Polydor qui, à l'époque, distribuait non seulement Fiction mais aussi Virgin (Magazine, XTC, Devo, PIL, etc., excusez du peu) a eu la très mauvaise idée en 1979 de substituer pour certains disques une pochette imprimée faisant la promotion de son catalogue à l'habituelle sous-pochette blanche :


Au moins, trente ans plus tard, je peux me féliciter de ne posséder qu'un seul de ces albums (Allez, je réponds à la question avant qu'on ne me la pose : c'est le Dick Annegarn, que je n'ai malheureusement que dans une réédition en double album avec une autre pochette).
Je crois que cette sous-pochette, et le fait que la pochette française n'était pas légèrement gaufrée comme l'originale anglaise), explique en grande partie pourquoi je me suis séparé (presque) sans regret de mon 33 tours de Seventeen seconds quand j'ai acheté cet album en CD pour pas trop cher.

3 commentaires:

KMS a dit…

On notera le "Tochurst" des credits sur la video youtube.

Je n'arrive pas à ma souvenir de ce Chorus et du passage des Cure que j'ai pourtant très certainement vu... je ne devais pas être dans un bon jour, il m'aura fallu encore un peu de temps pour accrocher sur Cure du coup...

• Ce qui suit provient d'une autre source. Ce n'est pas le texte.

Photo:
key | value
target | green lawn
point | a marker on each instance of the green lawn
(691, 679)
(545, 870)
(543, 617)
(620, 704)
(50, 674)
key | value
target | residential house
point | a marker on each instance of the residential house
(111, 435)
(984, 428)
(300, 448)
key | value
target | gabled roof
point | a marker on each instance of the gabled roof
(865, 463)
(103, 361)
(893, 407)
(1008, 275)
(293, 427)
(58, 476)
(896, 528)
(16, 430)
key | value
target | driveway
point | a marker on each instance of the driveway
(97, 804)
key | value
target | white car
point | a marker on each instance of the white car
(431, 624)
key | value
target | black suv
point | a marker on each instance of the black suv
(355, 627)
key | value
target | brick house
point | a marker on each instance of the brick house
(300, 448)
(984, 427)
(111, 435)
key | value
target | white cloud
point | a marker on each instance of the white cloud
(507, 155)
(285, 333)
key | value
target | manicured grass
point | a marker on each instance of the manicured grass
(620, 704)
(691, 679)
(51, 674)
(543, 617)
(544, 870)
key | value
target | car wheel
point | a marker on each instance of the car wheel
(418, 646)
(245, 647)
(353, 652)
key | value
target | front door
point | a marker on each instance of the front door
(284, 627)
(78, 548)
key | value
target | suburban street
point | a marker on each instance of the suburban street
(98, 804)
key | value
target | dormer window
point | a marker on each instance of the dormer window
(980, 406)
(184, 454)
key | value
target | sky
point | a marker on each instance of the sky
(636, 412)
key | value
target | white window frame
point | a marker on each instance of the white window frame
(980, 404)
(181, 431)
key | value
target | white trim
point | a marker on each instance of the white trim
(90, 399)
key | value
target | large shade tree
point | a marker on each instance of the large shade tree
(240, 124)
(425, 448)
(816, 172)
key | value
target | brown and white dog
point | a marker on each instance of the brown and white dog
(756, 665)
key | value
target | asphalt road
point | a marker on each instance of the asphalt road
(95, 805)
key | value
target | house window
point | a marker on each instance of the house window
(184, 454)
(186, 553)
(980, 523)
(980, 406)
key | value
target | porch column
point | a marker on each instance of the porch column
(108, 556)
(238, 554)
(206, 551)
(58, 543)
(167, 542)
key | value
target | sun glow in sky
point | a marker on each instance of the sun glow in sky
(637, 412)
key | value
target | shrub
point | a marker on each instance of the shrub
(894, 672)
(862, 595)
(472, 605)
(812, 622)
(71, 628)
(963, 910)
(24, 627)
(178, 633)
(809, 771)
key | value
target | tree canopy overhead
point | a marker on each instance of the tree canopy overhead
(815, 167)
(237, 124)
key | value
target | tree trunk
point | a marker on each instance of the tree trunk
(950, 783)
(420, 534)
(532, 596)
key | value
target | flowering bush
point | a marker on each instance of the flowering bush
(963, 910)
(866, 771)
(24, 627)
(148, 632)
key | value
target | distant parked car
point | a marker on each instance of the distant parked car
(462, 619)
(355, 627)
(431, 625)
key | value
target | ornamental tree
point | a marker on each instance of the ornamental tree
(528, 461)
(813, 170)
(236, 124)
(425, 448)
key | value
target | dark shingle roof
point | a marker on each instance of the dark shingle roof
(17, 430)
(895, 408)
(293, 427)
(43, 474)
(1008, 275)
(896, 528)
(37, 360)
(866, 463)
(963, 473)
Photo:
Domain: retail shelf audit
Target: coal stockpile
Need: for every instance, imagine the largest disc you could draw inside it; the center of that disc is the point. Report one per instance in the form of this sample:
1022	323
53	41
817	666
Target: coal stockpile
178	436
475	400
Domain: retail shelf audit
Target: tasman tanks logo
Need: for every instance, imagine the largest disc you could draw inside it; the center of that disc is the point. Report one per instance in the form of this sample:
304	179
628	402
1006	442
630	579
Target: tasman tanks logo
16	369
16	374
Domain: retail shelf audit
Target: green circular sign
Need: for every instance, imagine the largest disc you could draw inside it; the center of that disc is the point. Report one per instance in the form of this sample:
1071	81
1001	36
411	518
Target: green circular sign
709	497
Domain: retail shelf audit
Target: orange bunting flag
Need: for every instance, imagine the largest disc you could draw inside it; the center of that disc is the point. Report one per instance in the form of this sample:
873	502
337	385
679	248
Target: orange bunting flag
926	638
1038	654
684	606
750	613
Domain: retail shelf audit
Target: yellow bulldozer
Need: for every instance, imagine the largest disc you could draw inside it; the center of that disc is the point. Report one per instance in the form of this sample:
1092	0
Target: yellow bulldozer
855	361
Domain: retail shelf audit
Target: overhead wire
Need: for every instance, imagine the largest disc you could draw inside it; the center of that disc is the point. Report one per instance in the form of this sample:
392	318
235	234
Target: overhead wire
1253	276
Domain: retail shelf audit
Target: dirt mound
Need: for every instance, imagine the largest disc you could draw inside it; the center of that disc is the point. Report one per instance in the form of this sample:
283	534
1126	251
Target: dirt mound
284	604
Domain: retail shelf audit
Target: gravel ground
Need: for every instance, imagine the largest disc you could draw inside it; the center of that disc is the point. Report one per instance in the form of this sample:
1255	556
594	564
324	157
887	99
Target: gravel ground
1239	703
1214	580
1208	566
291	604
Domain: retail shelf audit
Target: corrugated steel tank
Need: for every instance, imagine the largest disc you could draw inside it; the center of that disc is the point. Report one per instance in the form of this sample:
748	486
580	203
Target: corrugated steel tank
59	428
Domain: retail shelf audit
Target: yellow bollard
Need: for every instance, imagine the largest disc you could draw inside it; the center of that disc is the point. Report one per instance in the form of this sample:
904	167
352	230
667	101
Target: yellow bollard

Je me suis toujours demandé des trois objets lequel symbolisait Robert Smith... j'ai toujours penché pour le frigo (pour y stocker les bières et la vodka).

Pol Dodu a dit…

KMS,
En fait, si on lit l'interview de Bill Smith sur laquelle j'ai fait un lien dans le billet, il semble que le concepteur de la pochette lui-même associe plutôt Robert Smith à l'abat-jour...! ("Was Robert really a lampshade ?")

klinsmark a dit…

excellent billet.
né trop tôt (1975), j'ai découvert cure en 85-86 "comme tout le monde". et en découvrant ensuite la disco au fur et à mesure de l'adolescence, je me suis souvent projeté mentalement dans l'esprit d'un aîné qui aurait découvert ces albums en direct. avec jalousie.

quelle délicieuse sensation ce devait être de découvrir cette série de morceaux glacés, pop, énergiques, mais déjà froids, austères et mélancoliques. à ce titre, le morceau de l'album qui annonce le mieux ce qui va suivre est de mon point de vue "Another Day", qui mixé et arrangé différemment ne ferait pas tâche dans 17s ou faith.

avec en prime, ce 'jeu de pistes' finement décrit par l'auteur pour retrouver les titres des morceaux, jeu qui révèle la part de mystère qu'exerce la musique sur nos pauvres âmes en péril.